La déchristianisation existe davantage en raison de la faiblesse de ceux d'entre nous qui préfèrent un christianisme bourgeois, habitués à exister dans une zone de confort, qu'en raison de la "perversité" et de la "stratégie" des tendances anti-chrétiennes.

Rodrigo Guerra. Secrétaire de la Commission pontificale pour l'Amérique latine

Ces deux positions constituent une grave erreur. Les néoconservateurs et les progressistes, apparemment opposés, sont au fond les enfants de la même matrice d'illumination. La lecture théologique de l'histoire effectuée par les évêques latino-américains depuis la IIe Conférence générale de l'épiscopat (Medellin, 1968) jusqu'à la Ve Conférence générale tenue à Aparecida (2007), est diverse. Les processus de déchristianisation coexistent avec de nouvelles recherches qui font que le cœur humain continue à aspirer à une plénitude de vérité, de bonté, de beauté et de justice que seul le Christ peut combler et dépasser. Permettez-moi de le dire autrement : l'Église latino-américaine est un enfant du Concile Vatican II. Le Conseil est pleinement conscient du drame de notre époque. Mais ce drame ne se joue pas dans la peur du monde, ni dans l'approbation naïve de son inertie "mondaine".

La "déchristianisation" des individus, des familles et des sociétés n'est pas tant un "ennemi" qu'une "opportunité" de reproposer avec vitalité un christianisme empirique, expérientiel, sacramentel, non pas réactionnaire, mais communautaire et missionnaire. Pour cela, il est nécessaire, curieusement, d'aimer passionnément le monde. Pas dans le but d'ignorer son manque d'intérêt. Mais l'embrasser et reconnaître qu'en elle résident et résideront toujours des motions de l'Esprit Saint qui nous précèdent dans le dynamisme missionnaire.

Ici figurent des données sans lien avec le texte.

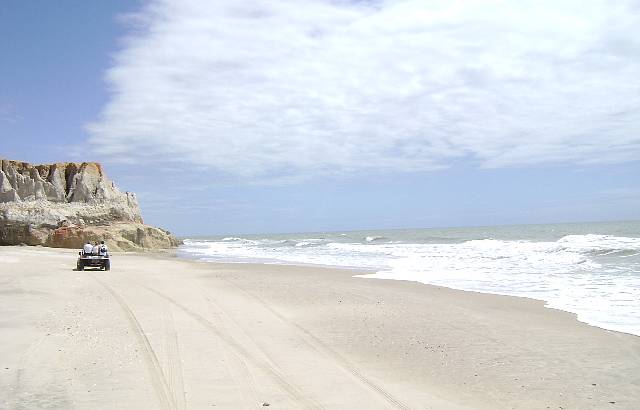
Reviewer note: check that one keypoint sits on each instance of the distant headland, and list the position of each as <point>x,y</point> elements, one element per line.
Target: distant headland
<point>63,205</point>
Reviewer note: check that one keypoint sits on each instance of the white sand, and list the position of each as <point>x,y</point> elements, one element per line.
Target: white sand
<point>157,332</point>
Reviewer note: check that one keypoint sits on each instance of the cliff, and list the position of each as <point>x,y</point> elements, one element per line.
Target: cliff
<point>66,204</point>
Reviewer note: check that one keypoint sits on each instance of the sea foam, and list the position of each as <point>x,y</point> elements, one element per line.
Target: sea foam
<point>596,277</point>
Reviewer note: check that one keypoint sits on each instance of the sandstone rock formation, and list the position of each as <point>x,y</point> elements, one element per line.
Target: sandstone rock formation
<point>67,204</point>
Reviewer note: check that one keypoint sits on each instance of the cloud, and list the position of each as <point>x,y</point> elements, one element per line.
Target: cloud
<point>290,89</point>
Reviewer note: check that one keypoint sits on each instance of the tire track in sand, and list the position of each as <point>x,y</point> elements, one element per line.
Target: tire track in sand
<point>264,365</point>
<point>322,348</point>
<point>158,380</point>
<point>174,362</point>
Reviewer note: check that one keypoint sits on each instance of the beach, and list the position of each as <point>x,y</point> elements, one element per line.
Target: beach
<point>162,332</point>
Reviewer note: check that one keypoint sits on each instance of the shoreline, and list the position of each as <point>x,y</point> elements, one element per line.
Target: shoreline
<point>363,273</point>
<point>306,336</point>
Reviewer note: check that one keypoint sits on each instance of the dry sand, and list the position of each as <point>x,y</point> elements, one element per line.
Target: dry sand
<point>158,332</point>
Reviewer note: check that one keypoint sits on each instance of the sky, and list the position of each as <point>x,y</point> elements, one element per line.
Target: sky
<point>320,115</point>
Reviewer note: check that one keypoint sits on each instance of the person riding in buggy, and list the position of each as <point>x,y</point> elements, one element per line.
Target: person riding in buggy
<point>95,256</point>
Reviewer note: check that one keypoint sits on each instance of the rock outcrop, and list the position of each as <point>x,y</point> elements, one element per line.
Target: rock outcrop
<point>66,204</point>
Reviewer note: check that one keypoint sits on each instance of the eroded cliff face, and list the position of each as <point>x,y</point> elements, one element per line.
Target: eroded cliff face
<point>67,204</point>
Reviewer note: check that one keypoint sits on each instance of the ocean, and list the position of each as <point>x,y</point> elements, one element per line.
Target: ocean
<point>590,269</point>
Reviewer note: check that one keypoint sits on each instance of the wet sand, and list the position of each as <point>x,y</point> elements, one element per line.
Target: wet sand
<point>159,332</point>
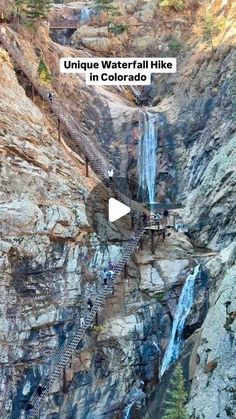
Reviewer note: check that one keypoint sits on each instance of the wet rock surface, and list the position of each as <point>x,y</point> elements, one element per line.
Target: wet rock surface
<point>50,258</point>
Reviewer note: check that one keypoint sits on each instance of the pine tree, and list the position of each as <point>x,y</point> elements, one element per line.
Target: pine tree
<point>111,11</point>
<point>37,9</point>
<point>43,72</point>
<point>177,397</point>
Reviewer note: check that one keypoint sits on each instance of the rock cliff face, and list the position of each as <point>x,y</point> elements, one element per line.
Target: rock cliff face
<point>51,258</point>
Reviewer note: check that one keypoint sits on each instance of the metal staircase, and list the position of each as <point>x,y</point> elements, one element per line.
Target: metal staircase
<point>65,352</point>
<point>100,167</point>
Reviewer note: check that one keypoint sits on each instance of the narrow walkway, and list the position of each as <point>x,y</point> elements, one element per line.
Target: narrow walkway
<point>100,167</point>
<point>62,357</point>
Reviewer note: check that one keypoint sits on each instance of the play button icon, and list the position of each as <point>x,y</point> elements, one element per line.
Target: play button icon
<point>117,210</point>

En d'autres termes, la déchristianisation existe davantage en raison de la faiblesse de ceux d'entre nous qui préfèrent un christianisme bourgeois, habitués à exister dans une zone de confort, qu'en raison de la "perversité" et de la "stratégie" des tendances anti-chrétiennes. C'est pourquoi il est si opportun d'écouter le pape François lorsqu'il nous parle de "l'Église qui sort", tournée vers la mission et non la réaction. Elle va vers les périphéries, c'est-à-dire vers les zones en marge, pleines de risques, mais qui ont besoin du Christ.